This is the first in a series of tips on enhancing the usability of mobile websites. I'm beginning with user registration and login.
But first a quiz, can you spot three mobile usability problems with the Facebook login screen in the image? The answers are at the bottom of this post.
Most web services require new users to register. This practice has been carried over to the mobile web. Unfortunately registering typically requires quite a bit of typing - something that is much more difficult on the average phone than on a PC. Here are some tips for improving the mobile user experience of a registration based site.
- Provide some content that doesn't require a login to give potential users a feel for what the site is about. For example, if your site is a social network or forum let anyone browse it in read-only mode without logging in. If they like the site, they will be motivated to register and if they don't like it, they will go away before cluttering your database with a profile that will never be used.
- Email addresses make lousy mobile logins. There are generally long and include the "@" sign which requires an extra 7-12 clicks to enter on a phone keypad. Even if you require an email address for verification, let the user select a short alpha or numeric login ID rather than using the email as the login.
- Allow users to register on the mobile site or from a PC if they prefer.

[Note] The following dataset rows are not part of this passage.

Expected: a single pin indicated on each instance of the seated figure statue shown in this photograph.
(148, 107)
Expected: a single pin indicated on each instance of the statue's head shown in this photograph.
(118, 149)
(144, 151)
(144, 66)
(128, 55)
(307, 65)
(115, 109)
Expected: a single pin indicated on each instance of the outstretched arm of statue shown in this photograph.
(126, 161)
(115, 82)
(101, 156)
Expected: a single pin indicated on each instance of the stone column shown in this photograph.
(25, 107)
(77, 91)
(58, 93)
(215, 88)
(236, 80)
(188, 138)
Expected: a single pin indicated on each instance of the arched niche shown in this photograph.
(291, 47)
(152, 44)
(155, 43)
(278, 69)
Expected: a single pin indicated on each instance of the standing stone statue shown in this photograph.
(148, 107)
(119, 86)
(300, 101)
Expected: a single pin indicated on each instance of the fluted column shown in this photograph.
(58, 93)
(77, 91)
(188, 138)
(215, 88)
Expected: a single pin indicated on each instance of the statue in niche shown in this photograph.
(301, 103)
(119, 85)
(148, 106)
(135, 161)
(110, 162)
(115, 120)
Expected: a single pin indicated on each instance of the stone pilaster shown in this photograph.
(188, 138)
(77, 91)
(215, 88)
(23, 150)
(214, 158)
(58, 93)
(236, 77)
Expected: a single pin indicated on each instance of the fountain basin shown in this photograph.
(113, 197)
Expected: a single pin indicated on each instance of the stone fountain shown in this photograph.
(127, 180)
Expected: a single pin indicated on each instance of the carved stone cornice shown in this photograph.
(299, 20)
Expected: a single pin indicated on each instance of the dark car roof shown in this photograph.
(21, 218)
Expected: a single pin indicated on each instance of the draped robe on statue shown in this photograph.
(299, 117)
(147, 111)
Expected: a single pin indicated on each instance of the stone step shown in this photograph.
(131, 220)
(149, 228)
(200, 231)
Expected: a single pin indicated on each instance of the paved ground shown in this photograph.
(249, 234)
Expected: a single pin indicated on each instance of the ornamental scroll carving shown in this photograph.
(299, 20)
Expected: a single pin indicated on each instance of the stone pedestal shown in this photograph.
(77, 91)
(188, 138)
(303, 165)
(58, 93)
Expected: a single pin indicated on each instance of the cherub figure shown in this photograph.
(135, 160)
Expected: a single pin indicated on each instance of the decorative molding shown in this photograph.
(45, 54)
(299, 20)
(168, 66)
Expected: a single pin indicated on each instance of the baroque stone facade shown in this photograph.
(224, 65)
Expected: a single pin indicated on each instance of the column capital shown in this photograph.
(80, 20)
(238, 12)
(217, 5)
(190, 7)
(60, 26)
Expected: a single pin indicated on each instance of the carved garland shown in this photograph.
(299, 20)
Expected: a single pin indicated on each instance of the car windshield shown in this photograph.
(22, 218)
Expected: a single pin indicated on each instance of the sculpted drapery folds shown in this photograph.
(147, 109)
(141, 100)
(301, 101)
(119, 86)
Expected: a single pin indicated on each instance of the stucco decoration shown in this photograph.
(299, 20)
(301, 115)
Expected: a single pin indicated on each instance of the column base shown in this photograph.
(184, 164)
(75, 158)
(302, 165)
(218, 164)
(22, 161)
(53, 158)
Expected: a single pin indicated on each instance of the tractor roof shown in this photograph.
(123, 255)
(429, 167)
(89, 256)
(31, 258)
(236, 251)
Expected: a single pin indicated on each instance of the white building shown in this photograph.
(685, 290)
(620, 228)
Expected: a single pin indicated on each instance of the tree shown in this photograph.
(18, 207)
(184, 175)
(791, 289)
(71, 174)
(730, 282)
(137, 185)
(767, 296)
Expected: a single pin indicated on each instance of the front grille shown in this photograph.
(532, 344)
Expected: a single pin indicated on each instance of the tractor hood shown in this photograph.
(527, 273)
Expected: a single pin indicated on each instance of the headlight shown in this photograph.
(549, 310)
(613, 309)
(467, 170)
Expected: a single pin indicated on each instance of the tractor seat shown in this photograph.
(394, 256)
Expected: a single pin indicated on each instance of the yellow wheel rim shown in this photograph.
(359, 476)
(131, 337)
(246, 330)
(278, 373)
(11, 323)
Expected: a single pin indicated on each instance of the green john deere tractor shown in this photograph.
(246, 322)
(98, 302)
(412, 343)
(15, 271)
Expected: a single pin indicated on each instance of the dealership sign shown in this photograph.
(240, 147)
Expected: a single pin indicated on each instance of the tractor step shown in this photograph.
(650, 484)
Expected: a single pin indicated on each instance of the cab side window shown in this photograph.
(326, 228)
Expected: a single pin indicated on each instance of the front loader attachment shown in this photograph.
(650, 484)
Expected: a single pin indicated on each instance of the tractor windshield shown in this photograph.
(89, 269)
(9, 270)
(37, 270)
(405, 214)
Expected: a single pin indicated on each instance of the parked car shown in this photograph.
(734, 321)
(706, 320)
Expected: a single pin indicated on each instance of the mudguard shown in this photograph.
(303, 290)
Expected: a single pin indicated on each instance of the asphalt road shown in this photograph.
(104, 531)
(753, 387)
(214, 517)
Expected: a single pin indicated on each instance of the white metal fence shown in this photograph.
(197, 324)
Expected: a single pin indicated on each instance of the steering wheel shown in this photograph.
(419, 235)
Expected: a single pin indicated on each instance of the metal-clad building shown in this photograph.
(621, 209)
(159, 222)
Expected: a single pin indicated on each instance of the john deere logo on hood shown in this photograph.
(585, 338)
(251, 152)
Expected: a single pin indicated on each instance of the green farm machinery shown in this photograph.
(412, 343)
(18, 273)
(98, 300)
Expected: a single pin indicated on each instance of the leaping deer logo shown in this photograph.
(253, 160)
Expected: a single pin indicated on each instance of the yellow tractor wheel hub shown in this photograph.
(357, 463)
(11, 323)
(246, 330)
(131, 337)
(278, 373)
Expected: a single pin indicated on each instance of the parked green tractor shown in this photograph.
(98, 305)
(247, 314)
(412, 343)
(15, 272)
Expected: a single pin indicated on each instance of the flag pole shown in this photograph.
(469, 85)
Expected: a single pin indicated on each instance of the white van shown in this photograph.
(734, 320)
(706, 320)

Avoid forcing users to register on a PC. When someone discovers your site on the mobile web, you will drive them away for good if they have to remember the url and register when they get to a PC.

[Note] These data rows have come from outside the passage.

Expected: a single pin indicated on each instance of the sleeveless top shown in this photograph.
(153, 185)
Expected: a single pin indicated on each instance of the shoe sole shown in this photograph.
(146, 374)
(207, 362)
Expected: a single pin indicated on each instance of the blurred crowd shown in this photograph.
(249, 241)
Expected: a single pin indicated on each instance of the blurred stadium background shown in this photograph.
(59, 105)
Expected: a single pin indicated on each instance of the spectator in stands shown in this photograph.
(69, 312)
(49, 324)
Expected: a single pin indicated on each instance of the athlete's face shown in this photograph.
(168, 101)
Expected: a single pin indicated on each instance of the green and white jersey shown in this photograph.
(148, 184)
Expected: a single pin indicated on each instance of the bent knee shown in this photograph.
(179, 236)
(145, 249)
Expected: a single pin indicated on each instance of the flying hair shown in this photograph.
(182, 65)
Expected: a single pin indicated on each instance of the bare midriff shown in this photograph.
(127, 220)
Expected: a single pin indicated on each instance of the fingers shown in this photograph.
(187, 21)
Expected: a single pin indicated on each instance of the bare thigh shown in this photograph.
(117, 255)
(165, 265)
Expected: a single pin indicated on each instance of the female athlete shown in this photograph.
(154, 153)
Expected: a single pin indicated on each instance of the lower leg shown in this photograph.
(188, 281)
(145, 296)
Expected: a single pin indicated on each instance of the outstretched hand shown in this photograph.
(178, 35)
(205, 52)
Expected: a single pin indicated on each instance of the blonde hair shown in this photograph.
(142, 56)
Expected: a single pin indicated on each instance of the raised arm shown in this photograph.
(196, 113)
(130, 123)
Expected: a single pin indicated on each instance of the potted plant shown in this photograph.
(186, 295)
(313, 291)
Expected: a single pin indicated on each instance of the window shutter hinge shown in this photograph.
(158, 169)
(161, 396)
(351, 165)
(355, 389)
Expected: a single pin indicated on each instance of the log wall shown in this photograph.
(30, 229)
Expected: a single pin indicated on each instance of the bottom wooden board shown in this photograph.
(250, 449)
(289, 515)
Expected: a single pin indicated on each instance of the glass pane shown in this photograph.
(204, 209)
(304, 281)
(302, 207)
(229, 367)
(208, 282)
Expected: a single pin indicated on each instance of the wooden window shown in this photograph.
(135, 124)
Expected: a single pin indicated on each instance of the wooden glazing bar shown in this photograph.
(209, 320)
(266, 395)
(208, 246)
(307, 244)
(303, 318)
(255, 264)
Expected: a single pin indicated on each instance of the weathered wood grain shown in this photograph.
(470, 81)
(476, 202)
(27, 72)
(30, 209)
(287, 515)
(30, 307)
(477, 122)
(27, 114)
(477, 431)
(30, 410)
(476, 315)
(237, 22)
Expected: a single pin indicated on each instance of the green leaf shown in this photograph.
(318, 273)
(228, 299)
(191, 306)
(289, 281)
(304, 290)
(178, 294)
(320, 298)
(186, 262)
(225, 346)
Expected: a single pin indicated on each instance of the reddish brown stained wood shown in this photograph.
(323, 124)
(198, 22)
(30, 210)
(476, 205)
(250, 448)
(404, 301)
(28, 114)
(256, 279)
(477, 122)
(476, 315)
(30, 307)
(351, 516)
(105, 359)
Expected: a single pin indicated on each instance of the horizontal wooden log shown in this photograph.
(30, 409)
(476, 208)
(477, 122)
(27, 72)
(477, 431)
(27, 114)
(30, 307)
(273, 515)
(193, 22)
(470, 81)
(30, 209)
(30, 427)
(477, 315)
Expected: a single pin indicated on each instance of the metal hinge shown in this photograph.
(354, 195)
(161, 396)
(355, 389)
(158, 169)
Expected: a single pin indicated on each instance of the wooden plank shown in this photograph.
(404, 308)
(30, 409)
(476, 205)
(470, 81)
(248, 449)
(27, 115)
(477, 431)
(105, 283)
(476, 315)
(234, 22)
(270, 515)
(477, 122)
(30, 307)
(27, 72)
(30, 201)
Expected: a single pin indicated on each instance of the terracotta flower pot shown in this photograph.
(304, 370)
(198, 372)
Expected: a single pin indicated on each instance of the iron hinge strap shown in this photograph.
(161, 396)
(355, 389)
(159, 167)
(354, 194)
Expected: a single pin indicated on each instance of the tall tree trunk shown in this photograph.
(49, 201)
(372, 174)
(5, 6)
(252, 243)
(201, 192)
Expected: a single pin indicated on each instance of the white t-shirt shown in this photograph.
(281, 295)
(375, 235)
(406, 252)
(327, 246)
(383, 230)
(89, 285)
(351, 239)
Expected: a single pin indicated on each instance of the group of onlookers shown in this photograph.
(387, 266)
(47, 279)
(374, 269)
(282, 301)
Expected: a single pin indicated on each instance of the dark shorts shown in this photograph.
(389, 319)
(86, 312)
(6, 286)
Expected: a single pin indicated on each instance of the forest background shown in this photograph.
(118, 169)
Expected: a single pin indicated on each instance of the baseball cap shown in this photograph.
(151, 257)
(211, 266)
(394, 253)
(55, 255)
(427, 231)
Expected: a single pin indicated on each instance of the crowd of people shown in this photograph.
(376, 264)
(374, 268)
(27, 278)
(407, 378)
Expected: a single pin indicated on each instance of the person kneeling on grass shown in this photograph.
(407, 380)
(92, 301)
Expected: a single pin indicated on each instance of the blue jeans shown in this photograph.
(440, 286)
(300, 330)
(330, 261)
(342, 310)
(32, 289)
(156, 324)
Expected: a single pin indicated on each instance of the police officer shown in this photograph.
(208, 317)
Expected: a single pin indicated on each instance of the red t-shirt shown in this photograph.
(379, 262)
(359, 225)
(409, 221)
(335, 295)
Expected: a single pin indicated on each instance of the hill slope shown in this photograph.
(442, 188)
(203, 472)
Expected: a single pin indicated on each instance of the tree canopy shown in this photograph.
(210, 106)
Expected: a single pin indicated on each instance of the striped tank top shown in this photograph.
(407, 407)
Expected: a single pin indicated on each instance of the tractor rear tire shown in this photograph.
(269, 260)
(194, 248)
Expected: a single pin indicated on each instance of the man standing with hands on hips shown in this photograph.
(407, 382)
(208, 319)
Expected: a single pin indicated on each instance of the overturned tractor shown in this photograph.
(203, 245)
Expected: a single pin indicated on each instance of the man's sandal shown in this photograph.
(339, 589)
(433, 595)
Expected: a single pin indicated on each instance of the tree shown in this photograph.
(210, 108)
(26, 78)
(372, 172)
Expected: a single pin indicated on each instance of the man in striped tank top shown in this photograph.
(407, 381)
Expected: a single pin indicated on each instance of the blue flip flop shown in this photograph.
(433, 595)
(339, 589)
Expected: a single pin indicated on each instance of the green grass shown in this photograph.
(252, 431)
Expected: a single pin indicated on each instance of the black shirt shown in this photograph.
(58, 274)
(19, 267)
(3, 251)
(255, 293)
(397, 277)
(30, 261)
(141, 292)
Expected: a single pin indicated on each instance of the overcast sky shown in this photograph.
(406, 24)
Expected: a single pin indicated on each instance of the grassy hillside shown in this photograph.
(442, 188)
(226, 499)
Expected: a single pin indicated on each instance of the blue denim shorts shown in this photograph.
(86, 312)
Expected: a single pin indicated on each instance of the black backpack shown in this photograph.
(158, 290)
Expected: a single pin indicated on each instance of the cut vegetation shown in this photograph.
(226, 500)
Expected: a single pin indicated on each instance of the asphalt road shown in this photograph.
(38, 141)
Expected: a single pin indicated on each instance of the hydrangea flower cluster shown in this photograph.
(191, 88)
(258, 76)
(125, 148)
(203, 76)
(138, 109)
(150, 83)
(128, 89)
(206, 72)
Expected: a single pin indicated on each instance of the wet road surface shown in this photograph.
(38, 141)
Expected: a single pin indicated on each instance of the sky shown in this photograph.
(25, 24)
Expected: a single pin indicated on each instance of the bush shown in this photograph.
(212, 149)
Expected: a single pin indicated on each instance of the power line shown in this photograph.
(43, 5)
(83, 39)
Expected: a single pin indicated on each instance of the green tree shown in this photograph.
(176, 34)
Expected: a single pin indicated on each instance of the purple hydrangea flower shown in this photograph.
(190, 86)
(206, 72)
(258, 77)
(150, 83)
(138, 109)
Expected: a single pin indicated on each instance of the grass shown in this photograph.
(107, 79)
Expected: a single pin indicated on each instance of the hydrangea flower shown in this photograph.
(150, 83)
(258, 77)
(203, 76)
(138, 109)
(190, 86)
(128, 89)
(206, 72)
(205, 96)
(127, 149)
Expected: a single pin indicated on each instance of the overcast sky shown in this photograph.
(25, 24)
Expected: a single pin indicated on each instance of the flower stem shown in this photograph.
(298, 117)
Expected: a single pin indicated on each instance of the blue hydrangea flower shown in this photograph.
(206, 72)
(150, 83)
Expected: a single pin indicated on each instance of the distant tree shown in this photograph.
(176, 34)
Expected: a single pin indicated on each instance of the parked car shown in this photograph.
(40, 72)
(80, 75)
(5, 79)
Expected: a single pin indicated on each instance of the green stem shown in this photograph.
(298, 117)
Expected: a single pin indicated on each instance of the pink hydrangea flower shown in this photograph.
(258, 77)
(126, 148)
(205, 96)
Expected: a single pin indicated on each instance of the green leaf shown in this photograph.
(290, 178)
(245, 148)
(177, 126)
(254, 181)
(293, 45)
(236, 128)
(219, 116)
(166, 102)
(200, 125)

- Don't require more registration fields than absolutely necessary. Unless you are offering mobile banking or shopping all you really need is an ID and a password. Let the mobile user sign up by just choosing those two fields. When and if they log into the desktop version your site, you can require them to fill out a full profile.

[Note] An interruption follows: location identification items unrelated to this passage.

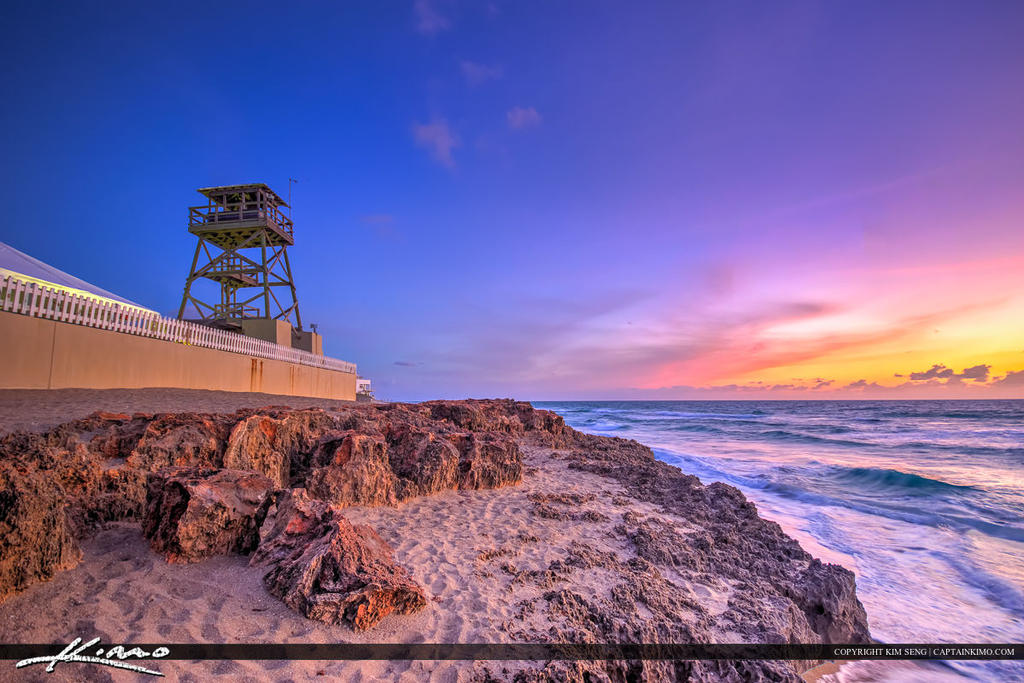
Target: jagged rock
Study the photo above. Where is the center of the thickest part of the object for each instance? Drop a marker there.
(487, 461)
(352, 469)
(182, 439)
(330, 569)
(193, 513)
(504, 415)
(35, 538)
(253, 444)
(93, 470)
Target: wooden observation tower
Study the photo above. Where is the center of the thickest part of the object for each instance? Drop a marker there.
(244, 238)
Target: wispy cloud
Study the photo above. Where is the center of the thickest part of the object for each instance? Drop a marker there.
(377, 218)
(428, 19)
(939, 372)
(477, 74)
(438, 138)
(522, 117)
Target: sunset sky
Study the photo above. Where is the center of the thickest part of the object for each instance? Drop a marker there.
(549, 200)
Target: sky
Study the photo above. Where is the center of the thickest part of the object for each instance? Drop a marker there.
(558, 200)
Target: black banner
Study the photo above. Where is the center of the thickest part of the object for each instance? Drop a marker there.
(543, 652)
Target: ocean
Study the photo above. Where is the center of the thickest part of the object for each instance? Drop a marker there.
(924, 500)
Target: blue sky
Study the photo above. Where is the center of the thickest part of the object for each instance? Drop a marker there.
(556, 200)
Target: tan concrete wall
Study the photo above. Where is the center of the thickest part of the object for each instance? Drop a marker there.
(36, 353)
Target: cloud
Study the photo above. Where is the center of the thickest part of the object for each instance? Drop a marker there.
(428, 19)
(1012, 378)
(936, 371)
(976, 373)
(476, 74)
(438, 139)
(939, 371)
(520, 117)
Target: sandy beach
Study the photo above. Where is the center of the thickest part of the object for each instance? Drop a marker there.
(486, 559)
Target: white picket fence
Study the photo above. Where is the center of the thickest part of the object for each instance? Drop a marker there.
(29, 298)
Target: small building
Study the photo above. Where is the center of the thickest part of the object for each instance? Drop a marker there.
(363, 390)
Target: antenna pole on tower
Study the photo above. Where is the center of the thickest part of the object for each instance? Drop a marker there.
(290, 181)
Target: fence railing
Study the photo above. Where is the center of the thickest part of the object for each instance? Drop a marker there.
(29, 298)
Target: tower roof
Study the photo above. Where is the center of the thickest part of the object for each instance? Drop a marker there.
(209, 191)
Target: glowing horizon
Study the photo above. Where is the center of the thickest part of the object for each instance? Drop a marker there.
(667, 201)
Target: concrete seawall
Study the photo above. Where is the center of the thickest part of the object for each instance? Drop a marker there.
(38, 353)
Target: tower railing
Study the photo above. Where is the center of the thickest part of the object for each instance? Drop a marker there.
(205, 215)
(29, 298)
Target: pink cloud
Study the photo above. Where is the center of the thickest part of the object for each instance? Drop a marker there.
(438, 139)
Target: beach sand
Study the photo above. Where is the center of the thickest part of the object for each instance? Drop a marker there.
(479, 554)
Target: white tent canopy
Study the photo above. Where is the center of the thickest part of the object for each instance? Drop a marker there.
(19, 264)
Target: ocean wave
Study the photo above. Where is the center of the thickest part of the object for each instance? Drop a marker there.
(784, 435)
(878, 477)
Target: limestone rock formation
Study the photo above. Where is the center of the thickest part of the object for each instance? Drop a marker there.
(193, 513)
(330, 569)
(35, 537)
(273, 481)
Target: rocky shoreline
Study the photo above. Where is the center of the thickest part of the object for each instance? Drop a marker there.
(610, 545)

- Use persistent cookies to keep users logged in across sessions. Most modern phones and networks support cookies but tend to be somewhat fussy about the kinds of cookies they accept. Limit your cookie names and values to alpha-numeric characters and keep them short, ideally under 128 characters. If setting multiple cookies, use a separate set-cookie header for each one rather than concatenating into a single header with " ; ". Some Nokia browsers ignore concatenated cookies. Test your cookies on as many real handsets and networks as possible.
- Use long cookie expirations. Setting cookies to expire in a few days discourages casual users by forcing them to re-login and doesn't really buy much security. If a phone is stolen it will be deactivated before your cookie expires anyway.
These tips primarily apply to mobile sites that let users create and share content - like forums and social networks.
Email and calendar sites, online shopping sites and especially mobile banking need robust and potentially more cumbersome security. But even a banking site shouldn't use an email address as an ID and should offer some mobile content that doesn't require registration like an ATM finder.
I'm always surprised to see how many big name mobile sites are built with really poor usability in areas of registration and login. The currently hot Facebook's mobile site is one of the worst in this regard, with at least three registration related usability issues:
- A PC is required to register.
- Uses email address as the login ID.
- You can't do anything on the mobile site without a login.